Governed by a methodical process of repeated observation and experimentation and inspired by the lofty philosophical principles of rationalism and objectivity, it’s easy to think of science as an infallible and incorruptible tool with which to explore pure truths about the universe. But in fact, scientific research is and (until the robots take over) always will be a human endeavor. Long story short, it’s important to consider science results carefully because separating conclusions from the lingering effects of our biases and egos is difficult, and humans have a tendency to simply up and cheat when things don’t go as expected.
A new study in the Annals of Internal Medicine revealed that more than half of the biostatisticians surveyed had been asked by researchers to severely manipulate or falsify data in the past five years. These requests for “inappropriate analysis and reporting” covered a broad range of unethical number-fudging tactics, including removing or altering records to better support the research hypothesis, shifting secondary outcomes to sound like the primary outcome, and modifying measurement scales for some desired results.
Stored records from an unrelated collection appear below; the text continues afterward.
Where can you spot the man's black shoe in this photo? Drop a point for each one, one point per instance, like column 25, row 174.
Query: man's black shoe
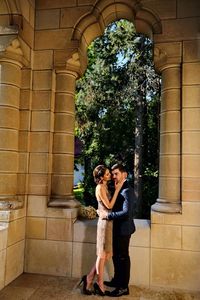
column 111, row 283
column 119, row 292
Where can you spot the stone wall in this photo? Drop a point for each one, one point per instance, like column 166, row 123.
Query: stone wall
column 42, row 52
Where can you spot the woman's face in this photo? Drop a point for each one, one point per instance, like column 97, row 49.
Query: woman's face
column 107, row 175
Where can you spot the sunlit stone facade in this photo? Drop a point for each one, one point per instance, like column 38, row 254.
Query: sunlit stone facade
column 43, row 46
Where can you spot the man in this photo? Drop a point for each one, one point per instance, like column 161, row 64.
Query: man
column 123, row 226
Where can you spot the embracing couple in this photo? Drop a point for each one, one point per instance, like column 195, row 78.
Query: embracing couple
column 114, row 228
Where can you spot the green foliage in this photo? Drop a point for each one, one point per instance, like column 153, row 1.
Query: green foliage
column 119, row 70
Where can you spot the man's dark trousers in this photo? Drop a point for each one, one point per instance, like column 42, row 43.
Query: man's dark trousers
column 121, row 260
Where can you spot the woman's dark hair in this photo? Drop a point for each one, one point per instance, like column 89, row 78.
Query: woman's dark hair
column 98, row 173
column 119, row 166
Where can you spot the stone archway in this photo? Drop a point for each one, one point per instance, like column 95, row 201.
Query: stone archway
column 91, row 26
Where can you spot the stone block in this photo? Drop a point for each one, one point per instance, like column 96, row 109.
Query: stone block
column 52, row 39
column 24, row 120
column 10, row 94
column 191, row 51
column 26, row 78
column 63, row 143
column 23, row 140
column 63, row 163
column 9, row 117
column 2, row 269
column 27, row 33
column 191, row 142
column 23, row 162
column 60, row 184
column 42, row 59
column 171, row 78
column 8, row 183
column 37, row 206
column 48, row 257
column 36, row 228
column 9, row 139
column 191, row 96
column 170, row 122
column 175, row 269
column 65, row 83
column 14, row 261
column 170, row 143
column 38, row 163
column 21, row 184
column 11, row 74
column 191, row 73
column 58, row 213
column 189, row 166
column 165, row 9
column 64, row 123
column 191, row 238
column 16, row 231
column 190, row 189
column 76, row 14
column 56, row 4
column 47, row 19
column 170, row 100
column 42, row 80
column 38, row 184
column 39, row 141
column 83, row 256
column 25, row 9
column 169, row 188
column 172, row 30
column 166, row 236
column 140, row 266
column 25, row 49
column 41, row 100
column 187, row 9
column 3, row 236
column 40, row 121
column 59, row 229
column 169, row 165
column 64, row 103
column 32, row 15
column 25, row 99
column 141, row 237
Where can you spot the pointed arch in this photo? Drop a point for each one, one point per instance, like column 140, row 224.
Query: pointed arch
column 105, row 12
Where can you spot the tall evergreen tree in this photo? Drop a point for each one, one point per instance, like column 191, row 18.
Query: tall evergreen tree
column 116, row 101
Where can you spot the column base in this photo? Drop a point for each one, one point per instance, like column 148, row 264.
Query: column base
column 166, row 207
column 10, row 203
column 61, row 202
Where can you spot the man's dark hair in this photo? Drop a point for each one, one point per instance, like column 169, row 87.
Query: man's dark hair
column 118, row 166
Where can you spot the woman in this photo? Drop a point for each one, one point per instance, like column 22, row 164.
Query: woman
column 104, row 230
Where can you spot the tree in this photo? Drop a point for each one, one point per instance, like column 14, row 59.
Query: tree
column 112, row 104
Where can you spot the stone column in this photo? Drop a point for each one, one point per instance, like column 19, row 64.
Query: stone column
column 63, row 140
column 169, row 199
column 10, row 81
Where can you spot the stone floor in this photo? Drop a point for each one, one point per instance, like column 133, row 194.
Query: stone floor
column 36, row 287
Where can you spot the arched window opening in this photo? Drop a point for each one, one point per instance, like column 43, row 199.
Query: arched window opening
column 117, row 112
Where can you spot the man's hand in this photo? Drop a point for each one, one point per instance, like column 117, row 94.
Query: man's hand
column 102, row 214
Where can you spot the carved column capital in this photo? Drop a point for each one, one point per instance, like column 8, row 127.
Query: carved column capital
column 13, row 52
column 167, row 55
column 73, row 64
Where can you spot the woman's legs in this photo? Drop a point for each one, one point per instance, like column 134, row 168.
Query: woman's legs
column 90, row 276
column 100, row 263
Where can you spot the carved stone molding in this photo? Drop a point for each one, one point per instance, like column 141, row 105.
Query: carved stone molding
column 167, row 54
column 73, row 64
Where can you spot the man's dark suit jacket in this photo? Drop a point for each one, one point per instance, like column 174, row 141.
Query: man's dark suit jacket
column 123, row 211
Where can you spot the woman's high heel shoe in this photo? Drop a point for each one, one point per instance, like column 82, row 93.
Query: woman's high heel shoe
column 84, row 283
column 97, row 290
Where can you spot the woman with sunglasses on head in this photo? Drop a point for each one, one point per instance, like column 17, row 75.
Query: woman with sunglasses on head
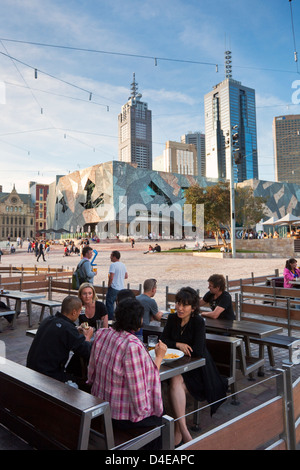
column 93, row 309
column 185, row 330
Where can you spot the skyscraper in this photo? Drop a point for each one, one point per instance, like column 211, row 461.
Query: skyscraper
column 230, row 104
column 286, row 136
column 177, row 157
column 198, row 140
column 135, row 130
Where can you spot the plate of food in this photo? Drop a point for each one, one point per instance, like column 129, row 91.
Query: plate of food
column 171, row 355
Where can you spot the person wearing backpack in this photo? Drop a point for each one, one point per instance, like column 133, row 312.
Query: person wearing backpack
column 84, row 270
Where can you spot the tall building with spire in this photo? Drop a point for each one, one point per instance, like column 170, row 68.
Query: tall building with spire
column 230, row 108
column 135, row 130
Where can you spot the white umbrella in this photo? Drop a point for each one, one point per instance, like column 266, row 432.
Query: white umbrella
column 289, row 219
column 270, row 221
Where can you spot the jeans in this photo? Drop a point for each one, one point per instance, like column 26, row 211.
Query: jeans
column 111, row 296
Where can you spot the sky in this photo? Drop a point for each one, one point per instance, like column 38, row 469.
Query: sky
column 66, row 70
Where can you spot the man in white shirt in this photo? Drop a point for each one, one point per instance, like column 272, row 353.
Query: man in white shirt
column 116, row 275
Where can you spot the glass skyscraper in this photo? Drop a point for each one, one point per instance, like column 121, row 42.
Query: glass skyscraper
column 286, row 134
column 135, row 131
column 230, row 104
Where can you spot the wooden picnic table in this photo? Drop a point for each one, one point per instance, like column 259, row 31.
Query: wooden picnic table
column 246, row 330
column 180, row 366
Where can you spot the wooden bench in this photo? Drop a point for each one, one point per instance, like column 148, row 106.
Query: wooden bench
column 269, row 426
column 51, row 415
column 46, row 413
column 292, row 344
column 224, row 351
column 277, row 315
column 51, row 304
column 4, row 313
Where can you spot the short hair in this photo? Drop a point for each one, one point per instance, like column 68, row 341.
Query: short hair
column 116, row 254
column 85, row 249
column 70, row 303
column 218, row 280
column 188, row 296
column 84, row 285
column 149, row 284
column 289, row 262
column 124, row 294
column 129, row 315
Biostatisticians are specialized scientists who translate experimental datasets into comprehensible figures and calculate the degree to which the findings support the research team’s hypothesis. As such, many less-than-scrupulous researchers will try to enhance the apparent outcome of their studies by changing or cherry-picking data during the analysis process.
The authors – whose data analysis is hopefully trustworthy – were inspired to conduct their study after finding that only one other survey quantifying shady requests made to biostatisticians had been published, and that was back in 1998. For their own survey, authors Min Qi Wang, Alice Yan, and Ralph Katz sent online questionnaires to 800 randomly selected members of the American Statistical Association. Information from the 390 biostatisticians who completed the questionnaire was used in the analysis.
According to the responses, 79 percent of biostatisticians aged 23 to 39 had been asked, at least once, to commit one of the eight worst statistics integrity no-nos (a ranking determined in another part of the questionnaire) in the past five years. Seventy-eight percent of those 40-59 years old and 54 percent of those 60-88 years old had received such requests.
And while, as the authors note, “our survey provides no data on whether the request reflected researchers' maleficence or inadequate knowledge about statistical and research methods”, several of the manipulations are impossible to dress up as anything other than blatant fraud. For example, 3 percent of the statisticians had been asked at least once to falsify the statistical significance in order to support the desired result, and a whopping 24 percent had been asked to remove or change information to better support the research hypothesis.
Wang, Yan, and Katz conclude that the best way to reduce the number of these requests in the future is to change the toxic scientific publishing culture. “[T]hese findings should be used to encourage research universities and companies to develop or improve institutional efforts to reduce workplace- and publication-related stress to alleviate the pressure that may be contributing to these inappropriate requests.”